钱馨儿越说越兴奋,眼神扫向趴伏在地的钱素素,嘴角露出恶毒的狞笑。
谁知她话音刚落,“啪”一记脆响,刘姑姑冷不丁地在钱馨儿脸上狠抽了一个耳光。
“贱婢!你算是个什么东西,钱素素再是呆傻,那副容貌却是上上之选,就凭你也敢往我眼里掺沙子!”
“奴婢不敢!请姑姑恕罪!”钱馨儿吓得“噗通”跪倒在地,连连磕起响头。
刘姑姑正要发落她,院门外却响起杂沓脚步声。她转头看去,竟是主管教坊司的署正张庆带着几个人走进门来。看张庆低头哈腰的模样,他陪着的身旁那人显然是位贵人,刘姑姑却不认得。
刘姑姑不敢怠慢,快步上前侧身躬首相迎,“见过署正大人!”
张庆先向身旁的贵人躬身一礼,便立刻走下台阶,肃声问刘姑姑,“先前发配到教坊司的通县县丞钱惟穆女眷可在?本官有要事跟她们核实。”
刘姑姑一愣,便指着墙角的钱素素和廊下的钱馨儿说道,“这可巧了!这两个人便是钱惟穆的庶长女和嫡长女,大人有话便问她们即可。”

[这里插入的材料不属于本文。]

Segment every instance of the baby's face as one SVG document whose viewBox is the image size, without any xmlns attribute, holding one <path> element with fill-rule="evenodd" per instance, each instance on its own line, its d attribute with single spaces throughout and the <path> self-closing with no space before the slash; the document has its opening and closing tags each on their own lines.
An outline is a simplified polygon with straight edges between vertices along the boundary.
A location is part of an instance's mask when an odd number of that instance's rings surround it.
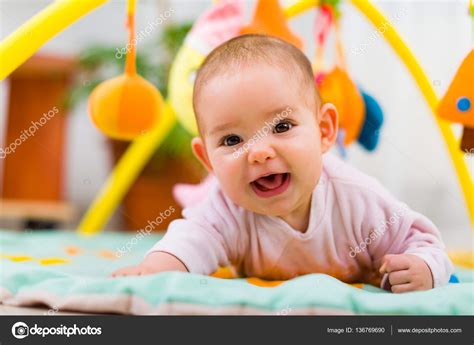
<svg viewBox="0 0 474 345">
<path fill-rule="evenodd" d="M 308 94 L 314 89 L 305 94 L 298 79 L 258 64 L 211 78 L 199 93 L 203 141 L 193 140 L 195 154 L 250 211 L 288 215 L 310 201 L 321 176 L 333 138 L 321 135 L 319 105 Z"/>
</svg>

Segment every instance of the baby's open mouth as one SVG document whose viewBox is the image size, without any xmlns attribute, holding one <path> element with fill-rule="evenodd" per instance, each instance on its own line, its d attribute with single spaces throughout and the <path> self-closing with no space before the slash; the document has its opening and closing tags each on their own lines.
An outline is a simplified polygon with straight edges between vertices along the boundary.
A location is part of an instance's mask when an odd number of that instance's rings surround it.
<svg viewBox="0 0 474 345">
<path fill-rule="evenodd" d="M 290 174 L 271 174 L 250 183 L 253 191 L 261 197 L 271 197 L 283 193 L 290 184 Z"/>
</svg>

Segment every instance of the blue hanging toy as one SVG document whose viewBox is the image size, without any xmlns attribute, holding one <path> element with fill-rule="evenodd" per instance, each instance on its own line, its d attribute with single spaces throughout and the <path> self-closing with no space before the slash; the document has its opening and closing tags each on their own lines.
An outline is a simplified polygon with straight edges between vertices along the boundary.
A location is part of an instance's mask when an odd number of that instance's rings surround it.
<svg viewBox="0 0 474 345">
<path fill-rule="evenodd" d="M 360 92 L 365 103 L 365 120 L 357 141 L 367 151 L 374 151 L 379 143 L 383 110 L 372 96 L 362 90 Z"/>
</svg>

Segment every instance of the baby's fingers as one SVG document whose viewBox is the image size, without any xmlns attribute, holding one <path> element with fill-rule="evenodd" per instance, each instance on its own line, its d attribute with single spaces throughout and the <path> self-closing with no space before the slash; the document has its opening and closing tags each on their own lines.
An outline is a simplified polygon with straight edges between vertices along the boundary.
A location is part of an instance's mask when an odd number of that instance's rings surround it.
<svg viewBox="0 0 474 345">
<path fill-rule="evenodd" d="M 123 272 L 123 268 L 122 269 L 119 269 L 117 271 L 114 271 L 112 272 L 112 274 L 109 275 L 110 278 L 117 278 L 117 277 L 120 277 L 120 276 L 123 276 L 124 275 L 124 272 Z"/>
<path fill-rule="evenodd" d="M 401 271 L 410 268 L 410 259 L 404 254 L 385 255 L 380 273 Z"/>
<path fill-rule="evenodd" d="M 126 277 L 126 276 L 137 275 L 137 274 L 139 274 L 137 267 L 132 266 L 132 267 L 124 267 L 124 268 L 118 269 L 117 271 L 113 272 L 110 276 L 112 278 L 116 278 L 116 277 Z"/>
<path fill-rule="evenodd" d="M 403 292 L 409 292 L 409 291 L 415 291 L 415 290 L 416 288 L 412 283 L 392 285 L 393 293 L 403 293 Z"/>
<path fill-rule="evenodd" d="M 390 285 L 407 284 L 411 282 L 411 275 L 408 270 L 394 271 L 388 274 Z"/>
</svg>

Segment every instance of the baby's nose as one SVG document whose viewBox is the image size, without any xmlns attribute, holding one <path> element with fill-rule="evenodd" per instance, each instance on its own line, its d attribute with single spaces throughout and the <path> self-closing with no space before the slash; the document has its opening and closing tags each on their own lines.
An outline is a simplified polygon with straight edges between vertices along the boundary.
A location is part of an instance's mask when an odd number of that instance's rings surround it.
<svg viewBox="0 0 474 345">
<path fill-rule="evenodd" d="M 270 145 L 266 143 L 255 143 L 249 148 L 249 163 L 263 163 L 267 159 L 275 158 L 276 152 Z"/>
</svg>

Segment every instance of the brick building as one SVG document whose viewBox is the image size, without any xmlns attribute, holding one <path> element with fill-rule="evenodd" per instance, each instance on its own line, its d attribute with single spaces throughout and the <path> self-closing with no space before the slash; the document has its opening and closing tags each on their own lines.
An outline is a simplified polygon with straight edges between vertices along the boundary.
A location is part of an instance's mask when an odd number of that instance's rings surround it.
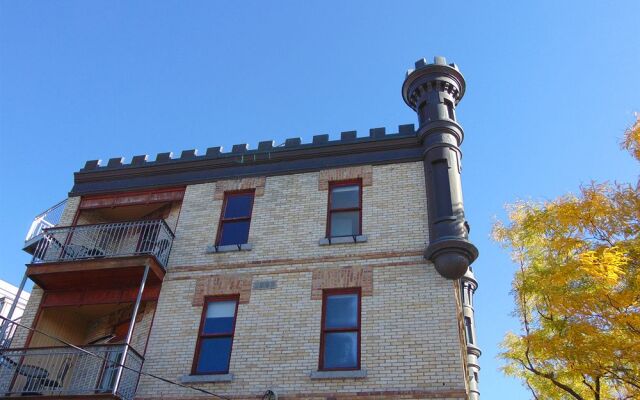
<svg viewBox="0 0 640 400">
<path fill-rule="evenodd" d="M 420 60 L 417 129 L 87 162 L 27 241 L 0 393 L 477 399 L 464 90 Z"/>
</svg>

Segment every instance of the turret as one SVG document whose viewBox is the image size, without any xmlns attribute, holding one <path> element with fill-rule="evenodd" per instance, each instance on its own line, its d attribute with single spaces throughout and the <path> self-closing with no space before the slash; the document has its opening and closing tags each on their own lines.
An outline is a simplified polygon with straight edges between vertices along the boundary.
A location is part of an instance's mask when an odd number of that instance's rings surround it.
<svg viewBox="0 0 640 400">
<path fill-rule="evenodd" d="M 478 375 L 480 364 L 478 358 L 482 352 L 477 346 L 476 323 L 473 311 L 473 295 L 478 289 L 478 282 L 471 268 L 460 278 L 460 298 L 462 303 L 462 318 L 467 342 L 467 371 L 469 372 L 469 400 L 478 400 Z"/>
<path fill-rule="evenodd" d="M 459 279 L 478 257 L 469 241 L 460 183 L 460 145 L 464 133 L 456 122 L 456 106 L 465 81 L 455 64 L 435 57 L 415 63 L 402 85 L 405 103 L 417 114 L 418 136 L 424 147 L 424 171 L 429 205 L 429 245 L 424 256 L 440 275 Z"/>
</svg>

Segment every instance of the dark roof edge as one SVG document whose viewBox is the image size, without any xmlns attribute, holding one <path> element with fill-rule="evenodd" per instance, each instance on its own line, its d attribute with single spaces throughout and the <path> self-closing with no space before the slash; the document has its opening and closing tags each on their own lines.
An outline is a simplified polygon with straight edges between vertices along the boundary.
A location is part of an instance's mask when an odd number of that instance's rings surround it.
<svg viewBox="0 0 640 400">
<path fill-rule="evenodd" d="M 348 134 L 348 135 L 345 135 Z M 328 135 L 320 135 L 328 138 Z M 370 131 L 368 137 L 356 137 L 356 132 L 343 132 L 340 140 L 302 144 L 299 139 L 288 139 L 283 147 L 240 151 L 234 146 L 230 153 L 198 156 L 195 151 L 183 151 L 180 158 L 156 161 L 134 157 L 124 165 L 120 159 L 111 159 L 107 166 L 87 166 L 74 174 L 74 186 L 70 196 L 131 191 L 139 189 L 181 186 L 220 179 L 245 176 L 284 175 L 309 172 L 326 168 L 339 168 L 362 164 L 385 164 L 419 160 L 422 154 L 420 141 L 414 126 L 401 125 L 399 132 L 387 135 L 384 128 Z M 288 145 L 286 143 L 289 143 Z M 219 148 L 218 148 L 219 149 Z M 209 149 L 211 150 L 211 149 Z M 114 160 L 118 160 L 116 162 Z"/>
</svg>

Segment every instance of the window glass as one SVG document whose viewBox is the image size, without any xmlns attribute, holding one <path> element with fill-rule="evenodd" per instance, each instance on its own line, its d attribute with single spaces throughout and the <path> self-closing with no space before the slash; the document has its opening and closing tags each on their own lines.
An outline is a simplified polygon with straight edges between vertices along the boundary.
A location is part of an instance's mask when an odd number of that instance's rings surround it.
<svg viewBox="0 0 640 400">
<path fill-rule="evenodd" d="M 251 221 L 224 222 L 220 236 L 220 246 L 247 243 Z"/>
<path fill-rule="evenodd" d="M 356 293 L 327 296 L 325 307 L 325 328 L 358 327 L 358 295 Z"/>
<path fill-rule="evenodd" d="M 206 303 L 196 346 L 193 373 L 226 374 L 229 372 L 237 304 L 237 298 L 212 300 Z"/>
<path fill-rule="evenodd" d="M 224 218 L 239 218 L 251 216 L 253 193 L 234 194 L 227 197 Z"/>
<path fill-rule="evenodd" d="M 236 302 L 234 300 L 209 303 L 202 332 L 231 333 L 235 314 Z"/>
<path fill-rule="evenodd" d="M 360 289 L 323 296 L 320 369 L 360 368 Z"/>
<path fill-rule="evenodd" d="M 197 372 L 228 372 L 232 341 L 233 337 L 203 338 L 200 342 Z"/>
<path fill-rule="evenodd" d="M 467 340 L 473 344 L 473 329 L 471 328 L 471 318 L 464 317 L 464 325 L 467 328 Z"/>
<path fill-rule="evenodd" d="M 358 332 L 332 332 L 325 335 L 324 368 L 358 367 Z"/>
<path fill-rule="evenodd" d="M 336 211 L 331 213 L 331 236 L 360 234 L 360 211 Z"/>
<path fill-rule="evenodd" d="M 331 208 L 360 207 L 360 186 L 336 186 L 331 190 Z"/>
</svg>

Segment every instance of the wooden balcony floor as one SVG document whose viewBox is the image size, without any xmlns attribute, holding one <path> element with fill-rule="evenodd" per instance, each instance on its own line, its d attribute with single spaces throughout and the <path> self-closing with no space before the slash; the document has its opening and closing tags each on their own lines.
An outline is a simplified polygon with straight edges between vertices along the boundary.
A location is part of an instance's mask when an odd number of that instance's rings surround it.
<svg viewBox="0 0 640 400">
<path fill-rule="evenodd" d="M 147 264 L 147 282 L 162 282 L 165 271 L 150 255 L 27 264 L 27 276 L 45 290 L 109 289 L 139 285 Z"/>
</svg>

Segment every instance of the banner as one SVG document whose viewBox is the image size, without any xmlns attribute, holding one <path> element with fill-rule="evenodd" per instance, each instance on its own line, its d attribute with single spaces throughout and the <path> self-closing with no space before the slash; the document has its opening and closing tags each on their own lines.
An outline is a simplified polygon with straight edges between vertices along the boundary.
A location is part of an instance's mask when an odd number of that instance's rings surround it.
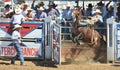
<svg viewBox="0 0 120 70">
<path fill-rule="evenodd" d="M 24 57 L 44 58 L 44 23 L 24 22 L 20 31 L 22 36 L 22 51 Z M 0 56 L 14 56 L 10 22 L 0 22 Z"/>
</svg>

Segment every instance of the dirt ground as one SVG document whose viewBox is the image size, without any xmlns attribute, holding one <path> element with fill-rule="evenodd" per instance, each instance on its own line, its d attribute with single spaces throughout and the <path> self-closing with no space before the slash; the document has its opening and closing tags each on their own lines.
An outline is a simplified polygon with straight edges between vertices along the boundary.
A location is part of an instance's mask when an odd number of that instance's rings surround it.
<svg viewBox="0 0 120 70">
<path fill-rule="evenodd" d="M 64 50 L 62 51 L 64 52 L 62 54 L 64 55 L 62 55 L 61 65 L 55 65 L 52 62 L 48 64 L 41 61 L 25 60 L 25 65 L 21 66 L 19 60 L 15 62 L 15 65 L 11 65 L 10 59 L 0 59 L 0 70 L 120 70 L 120 65 L 94 62 L 92 60 L 93 53 L 91 53 L 91 50 L 81 51 L 81 49 L 78 50 L 77 48 L 76 50 L 74 48 L 71 52 L 71 48 L 67 48 L 65 46 L 73 46 L 73 44 L 62 44 L 62 49 Z M 72 60 L 72 58 L 74 59 Z"/>
<path fill-rule="evenodd" d="M 61 65 L 38 65 L 39 61 L 25 61 L 25 65 L 19 65 L 16 61 L 15 65 L 11 65 L 10 61 L 0 60 L 0 70 L 120 70 L 120 66 L 101 63 L 85 63 L 85 64 L 65 64 Z"/>
</svg>

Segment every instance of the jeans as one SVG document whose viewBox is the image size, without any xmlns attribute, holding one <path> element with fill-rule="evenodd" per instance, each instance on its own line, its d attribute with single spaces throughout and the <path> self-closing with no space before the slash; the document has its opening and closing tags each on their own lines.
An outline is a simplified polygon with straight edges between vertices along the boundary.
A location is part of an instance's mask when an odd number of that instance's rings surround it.
<svg viewBox="0 0 120 70">
<path fill-rule="evenodd" d="M 14 48 L 17 51 L 17 54 L 14 57 L 12 57 L 11 63 L 14 63 L 16 59 L 20 58 L 20 64 L 23 64 L 24 63 L 24 56 L 23 56 L 22 48 L 21 48 L 20 44 L 15 43 Z"/>
</svg>

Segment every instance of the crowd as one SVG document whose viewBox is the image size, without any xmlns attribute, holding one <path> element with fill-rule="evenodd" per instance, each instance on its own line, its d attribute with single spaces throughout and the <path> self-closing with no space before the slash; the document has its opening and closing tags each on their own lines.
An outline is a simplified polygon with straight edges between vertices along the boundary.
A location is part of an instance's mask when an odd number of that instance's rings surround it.
<svg viewBox="0 0 120 70">
<path fill-rule="evenodd" d="M 104 23 L 106 23 L 106 19 L 110 18 L 111 16 L 114 16 L 114 7 L 113 5 L 110 5 L 112 1 L 110 0 L 107 4 L 104 3 L 103 0 L 101 0 L 96 5 L 92 5 L 89 3 L 87 5 L 87 8 L 81 7 L 82 9 L 82 16 L 93 16 L 96 10 L 100 10 L 102 20 Z M 70 3 L 67 3 L 66 6 L 61 6 L 62 11 L 59 11 L 57 9 L 57 5 L 50 1 L 48 4 L 48 8 L 44 6 L 44 2 L 39 2 L 37 5 L 35 5 L 35 0 L 33 0 L 32 4 L 29 5 L 26 2 L 23 2 L 21 4 L 16 5 L 17 7 L 14 8 L 14 10 L 11 9 L 10 5 L 6 5 L 4 8 L 3 17 L 6 18 L 12 18 L 13 14 L 15 14 L 15 9 L 20 8 L 21 14 L 24 16 L 25 21 L 29 20 L 40 20 L 44 21 L 46 17 L 51 16 L 54 17 L 60 17 L 61 20 L 66 23 L 66 21 L 73 21 L 74 18 L 72 16 L 73 10 L 75 9 L 71 7 Z M 120 4 L 117 5 L 117 12 L 116 12 L 116 18 L 120 20 L 120 14 L 119 10 Z M 65 24 L 69 25 L 69 24 Z"/>
</svg>

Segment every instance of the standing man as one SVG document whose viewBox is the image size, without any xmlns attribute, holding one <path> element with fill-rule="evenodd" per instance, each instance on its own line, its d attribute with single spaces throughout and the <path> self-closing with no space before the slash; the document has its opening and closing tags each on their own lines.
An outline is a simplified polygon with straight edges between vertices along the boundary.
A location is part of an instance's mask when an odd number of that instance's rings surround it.
<svg viewBox="0 0 120 70">
<path fill-rule="evenodd" d="M 12 15 L 14 14 L 13 10 L 11 9 L 10 5 L 7 4 L 5 7 L 4 7 L 4 13 L 3 13 L 3 17 L 5 18 L 11 18 Z"/>
<path fill-rule="evenodd" d="M 69 27 L 71 24 L 70 22 L 73 21 L 72 12 L 73 10 L 70 8 L 70 4 L 68 3 L 66 5 L 66 9 L 64 9 L 62 13 L 62 20 L 63 20 L 64 26 L 66 27 Z M 64 33 L 69 33 L 69 32 L 70 32 L 70 29 L 64 28 Z M 65 39 L 70 39 L 70 36 L 65 35 Z"/>
<path fill-rule="evenodd" d="M 40 7 L 38 8 L 38 13 L 35 14 L 35 20 L 44 21 L 47 17 L 47 14 L 44 12 L 44 8 Z"/>
<path fill-rule="evenodd" d="M 40 7 L 43 7 L 43 8 L 44 8 L 44 11 L 46 10 L 45 7 L 44 7 L 44 2 L 41 1 L 41 2 L 39 2 L 37 5 L 34 6 L 35 1 L 36 1 L 36 0 L 33 0 L 32 5 L 31 5 L 31 8 L 32 8 L 33 10 L 35 10 L 36 13 L 38 13 L 38 10 L 37 10 L 37 9 L 40 8 Z"/>
<path fill-rule="evenodd" d="M 53 19 L 55 19 L 55 17 L 59 17 L 60 16 L 60 13 L 55 9 L 54 7 L 54 3 L 53 2 L 50 2 L 49 5 L 48 5 L 48 9 L 46 9 L 46 13 L 48 16 L 51 16 Z"/>
<path fill-rule="evenodd" d="M 11 59 L 11 64 L 15 64 L 15 60 L 19 57 L 20 58 L 20 65 L 24 64 L 24 56 L 22 53 L 22 48 L 20 46 L 21 44 L 21 35 L 20 35 L 20 29 L 22 26 L 20 26 L 19 24 L 16 24 L 14 26 L 14 31 L 12 33 L 12 40 L 13 40 L 13 45 L 15 50 L 17 51 L 17 54 L 12 57 Z"/>
<path fill-rule="evenodd" d="M 16 8 L 15 9 L 15 14 L 11 18 L 12 20 L 12 25 L 19 24 L 21 25 L 23 21 L 25 21 L 25 17 L 22 15 L 22 10 L 21 8 Z"/>
</svg>

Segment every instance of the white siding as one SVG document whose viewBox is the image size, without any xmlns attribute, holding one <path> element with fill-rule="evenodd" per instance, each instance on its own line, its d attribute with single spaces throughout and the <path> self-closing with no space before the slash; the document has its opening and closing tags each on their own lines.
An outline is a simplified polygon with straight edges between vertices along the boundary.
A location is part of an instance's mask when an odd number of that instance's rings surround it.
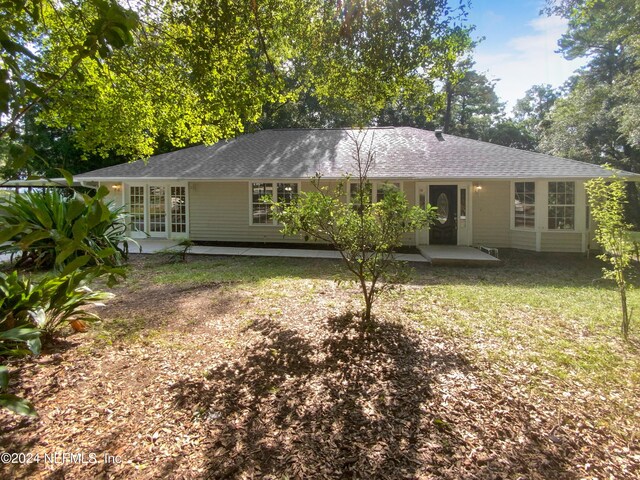
<svg viewBox="0 0 640 480">
<path fill-rule="evenodd" d="M 409 205 L 416 205 L 416 182 L 402 182 L 402 190 L 407 196 Z M 416 233 L 405 233 L 402 236 L 402 245 L 414 246 L 416 244 Z"/>
<path fill-rule="evenodd" d="M 510 238 L 510 182 L 481 182 L 473 188 L 473 245 L 508 248 Z"/>
<path fill-rule="evenodd" d="M 582 233 L 542 232 L 543 252 L 581 252 Z"/>
<path fill-rule="evenodd" d="M 337 182 L 322 181 L 329 190 Z M 301 191 L 313 191 L 310 181 L 300 183 Z M 405 182 L 403 189 L 414 204 L 415 183 Z M 304 242 L 299 237 L 284 237 L 277 225 L 250 225 L 248 182 L 192 182 L 189 184 L 190 238 L 219 242 Z M 404 245 L 415 245 L 415 234 L 403 238 Z"/>
<path fill-rule="evenodd" d="M 248 182 L 189 184 L 190 237 L 220 242 L 299 242 L 276 225 L 250 225 Z"/>
<path fill-rule="evenodd" d="M 115 207 L 121 207 L 124 185 L 122 183 L 103 183 L 101 185 L 109 189 L 109 194 L 106 197 L 107 202 L 113 202 Z"/>
<path fill-rule="evenodd" d="M 527 230 L 511 230 L 511 247 L 521 250 L 536 249 L 536 232 Z"/>
</svg>

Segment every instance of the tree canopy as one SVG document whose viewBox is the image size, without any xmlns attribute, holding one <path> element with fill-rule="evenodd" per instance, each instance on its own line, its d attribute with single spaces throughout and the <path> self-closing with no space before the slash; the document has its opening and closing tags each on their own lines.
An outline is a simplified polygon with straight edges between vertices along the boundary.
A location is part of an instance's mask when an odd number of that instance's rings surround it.
<svg viewBox="0 0 640 480">
<path fill-rule="evenodd" d="M 588 58 L 549 116 L 542 148 L 557 155 L 640 171 L 640 33 L 636 0 L 550 3 L 569 20 L 559 42 L 568 59 Z"/>
<path fill-rule="evenodd" d="M 400 92 L 435 92 L 469 45 L 465 2 L 446 0 L 15 5 L 3 126 L 37 100 L 38 121 L 103 156 L 212 143 L 307 98 L 364 125 Z"/>
</svg>

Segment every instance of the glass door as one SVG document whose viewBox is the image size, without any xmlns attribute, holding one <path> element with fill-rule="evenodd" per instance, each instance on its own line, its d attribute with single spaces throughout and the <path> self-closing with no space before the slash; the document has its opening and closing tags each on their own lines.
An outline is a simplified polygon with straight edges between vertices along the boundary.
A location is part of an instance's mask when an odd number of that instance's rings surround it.
<svg viewBox="0 0 640 480">
<path fill-rule="evenodd" d="M 171 236 L 177 238 L 185 236 L 187 232 L 187 189 L 186 187 L 170 188 Z"/>
<path fill-rule="evenodd" d="M 167 236 L 167 206 L 165 187 L 149 185 L 149 235 Z"/>
</svg>

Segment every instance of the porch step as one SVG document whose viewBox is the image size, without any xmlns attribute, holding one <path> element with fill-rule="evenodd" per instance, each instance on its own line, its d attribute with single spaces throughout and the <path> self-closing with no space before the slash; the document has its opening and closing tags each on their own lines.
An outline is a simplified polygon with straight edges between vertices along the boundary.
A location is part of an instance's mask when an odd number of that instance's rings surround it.
<svg viewBox="0 0 640 480">
<path fill-rule="evenodd" d="M 422 245 L 418 249 L 420 253 L 431 262 L 432 265 L 452 266 L 498 266 L 500 260 L 488 253 L 481 252 L 473 247 L 461 247 L 454 245 Z"/>
</svg>

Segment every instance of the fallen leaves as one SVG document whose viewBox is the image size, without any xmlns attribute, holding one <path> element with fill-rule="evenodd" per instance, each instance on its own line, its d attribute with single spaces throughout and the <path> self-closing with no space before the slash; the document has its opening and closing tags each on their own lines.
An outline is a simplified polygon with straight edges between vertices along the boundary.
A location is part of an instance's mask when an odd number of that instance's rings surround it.
<svg viewBox="0 0 640 480">
<path fill-rule="evenodd" d="M 379 319 L 363 335 L 335 306 L 347 290 L 299 282 L 276 300 L 216 283 L 119 291 L 105 324 L 139 318 L 139 335 L 120 329 L 110 343 L 102 334 L 72 336 L 25 365 L 19 388 L 40 417 L 2 414 L 0 447 L 123 462 L 3 465 L 0 475 L 640 476 L 638 439 L 599 423 L 593 392 L 550 382 L 548 395 L 536 395 L 527 385 L 535 368 L 471 360 L 413 323 Z M 313 289 L 324 293 L 311 304 L 303 293 Z"/>
</svg>

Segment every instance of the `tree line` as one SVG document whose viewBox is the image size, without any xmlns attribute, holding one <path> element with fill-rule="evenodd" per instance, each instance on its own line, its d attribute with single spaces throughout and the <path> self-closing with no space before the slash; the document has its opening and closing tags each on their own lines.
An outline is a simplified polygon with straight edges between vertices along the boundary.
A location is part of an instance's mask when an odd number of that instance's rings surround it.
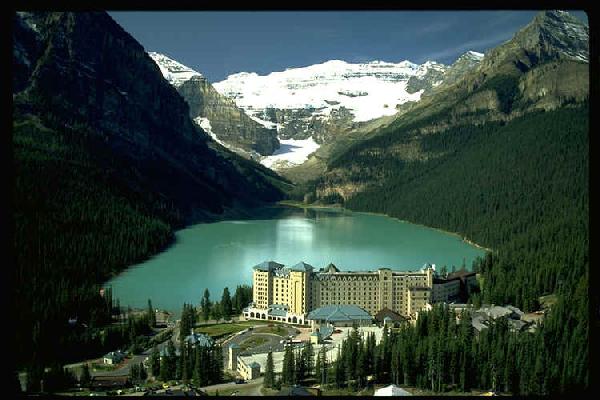
<svg viewBox="0 0 600 400">
<path fill-rule="evenodd" d="M 546 365 L 541 374 L 549 393 L 585 390 L 588 104 L 418 137 L 410 133 L 436 118 L 392 124 L 333 159 L 330 167 L 343 167 L 346 179 L 368 185 L 345 206 L 458 232 L 492 248 L 473 265 L 482 277 L 480 302 L 535 311 L 541 296 L 556 295 L 540 331 L 543 339 L 525 341 L 531 347 L 520 356 L 529 357 L 529 366 L 538 359 Z M 399 145 L 424 156 L 407 161 L 376 151 Z M 528 387 L 520 391 L 531 393 Z"/>
</svg>

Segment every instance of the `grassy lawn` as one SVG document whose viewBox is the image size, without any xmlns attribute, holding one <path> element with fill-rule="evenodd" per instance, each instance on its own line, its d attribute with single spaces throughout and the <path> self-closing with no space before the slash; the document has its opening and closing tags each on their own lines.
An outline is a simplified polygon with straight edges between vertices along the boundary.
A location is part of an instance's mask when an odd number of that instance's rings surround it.
<svg viewBox="0 0 600 400">
<path fill-rule="evenodd" d="M 240 343 L 240 348 L 242 350 L 247 350 L 252 347 L 260 346 L 261 344 L 267 343 L 269 339 L 261 336 L 251 336 L 248 339 L 244 340 Z"/>
<path fill-rule="evenodd" d="M 270 321 L 269 321 L 270 322 Z M 220 338 L 225 335 L 230 335 L 232 333 L 243 331 L 248 327 L 258 325 L 258 324 L 267 324 L 267 321 L 242 321 L 242 322 L 233 322 L 231 324 L 211 324 L 211 325 L 200 325 L 194 328 L 194 332 L 196 333 L 204 333 L 206 335 L 212 336 L 213 338 Z"/>
<path fill-rule="evenodd" d="M 286 330 L 281 325 L 275 326 L 261 326 L 260 328 L 255 328 L 254 333 L 273 333 L 279 336 L 286 336 Z"/>
</svg>

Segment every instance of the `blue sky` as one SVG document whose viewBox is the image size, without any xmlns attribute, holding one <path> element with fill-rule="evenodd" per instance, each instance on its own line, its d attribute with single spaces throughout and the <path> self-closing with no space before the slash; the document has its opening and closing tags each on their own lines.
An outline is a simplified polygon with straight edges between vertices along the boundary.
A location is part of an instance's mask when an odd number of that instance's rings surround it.
<svg viewBox="0 0 600 400">
<path fill-rule="evenodd" d="M 583 11 L 571 11 L 587 23 Z M 136 11 L 109 14 L 147 51 L 217 82 L 338 59 L 452 63 L 510 39 L 536 11 Z"/>
</svg>

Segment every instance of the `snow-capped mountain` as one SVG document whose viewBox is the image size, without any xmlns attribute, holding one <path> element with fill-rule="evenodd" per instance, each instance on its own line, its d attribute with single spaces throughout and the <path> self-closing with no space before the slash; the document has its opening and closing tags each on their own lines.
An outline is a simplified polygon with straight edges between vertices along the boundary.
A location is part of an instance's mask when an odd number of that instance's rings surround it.
<svg viewBox="0 0 600 400">
<path fill-rule="evenodd" d="M 185 81 L 189 80 L 193 76 L 202 77 L 200 72 L 194 71 L 190 67 L 180 64 L 164 54 L 150 51 L 148 52 L 148 55 L 152 57 L 156 65 L 158 65 L 160 72 L 163 74 L 165 79 L 175 87 L 181 86 Z"/>
<path fill-rule="evenodd" d="M 219 144 L 260 159 L 279 148 L 277 131 L 253 121 L 235 102 L 217 92 L 199 72 L 160 53 L 148 53 L 189 106 L 192 120 Z"/>
<path fill-rule="evenodd" d="M 431 61 L 417 65 L 410 61 L 352 64 L 331 60 L 268 75 L 240 72 L 214 87 L 262 121 L 279 122 L 268 115 L 270 109 L 311 110 L 311 116 L 325 120 L 332 111 L 345 108 L 352 113 L 352 121 L 361 122 L 392 115 L 396 105 L 418 101 L 422 90 L 409 93 L 408 80 L 429 71 L 443 74 L 445 68 Z"/>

谁知张庆还没说话,地上跪着的钱素素突然仰起脸来,没头没脑问了一句,“我父亲是通县县丞钱惟穆吗?”
这个钱素素确实如刘姑姑所言,满脸迷惑,说话的语气里没有半点恭谨谦卑,可是那张脸却生得闭月羞花,着实令人动容。
张庆登时愕然,说话的口气也不由得松缓了些,惊问道,“难道你竟连自己生父是谁都不知道?”
钱素素方才脱口问出了让人莫名其妙的话,正担心受罚。见张庆和颜悦色,便松了一口气,茫然地摇摇头,为难地回答,“我现在连自己到底是谁都还不明白!”
张庆脸色变得难看了,毕竟身后还有贵人看着,不由喝道,“大胆!你敢戏弄本官!”
钱素素惊得赶紧低下头,不敢再说话。在这教坊司才待了几天,便因为一直说错话,被刘姑姑一直罚跪,实在也是怕了。
刘姑姑连忙跪下回禀,“大人恕罪!这钱惟穆家的庶长女怕是受了刺激,自从来到教坊司便是这等痴傻模样,言语无状不说,便是日常举止也不成个体统,奴婢一定严加训诫!”
张庆身后的贵人皱起眉头,轻咳一声。张庆吓得转头便“噗通”跪在青石板上,口中忙不择言,“王爷恕罪!”
“王爷?”姑姑眼珠子朝那人飞速瞄了一眼,看这面容穿戴,立刻猜出了这位贵人的身份,登时脸色肃然,指着廊下的钱馨儿大声说道,“回禀贵人,钱素素只是庶出的,那个钱馨儿才是通县县丞钱惟穆的嫡长女。”
说罢,刘姑姑立刻朝着廊下喝道,“将犯官之女钱馨儿押过来让贵人问话!”
钱馨儿以为又有祸事,吓得腿脚发软,一时动弹不得。便有两个粗壮的婆子上前,将她鸡崽儿般提溜至院子正中。
刘姑姑又麻溜地亲自搬来一把椅子,放在院门台阶下。张庆撩起衣袖亲自擦拭了一下,请那位王爷入座。
钱馨儿哪里见过这等阵仗,以为父亲又被查出犯了更严重的事儿,跪在那里缩成一团,吓得浑身乱颤。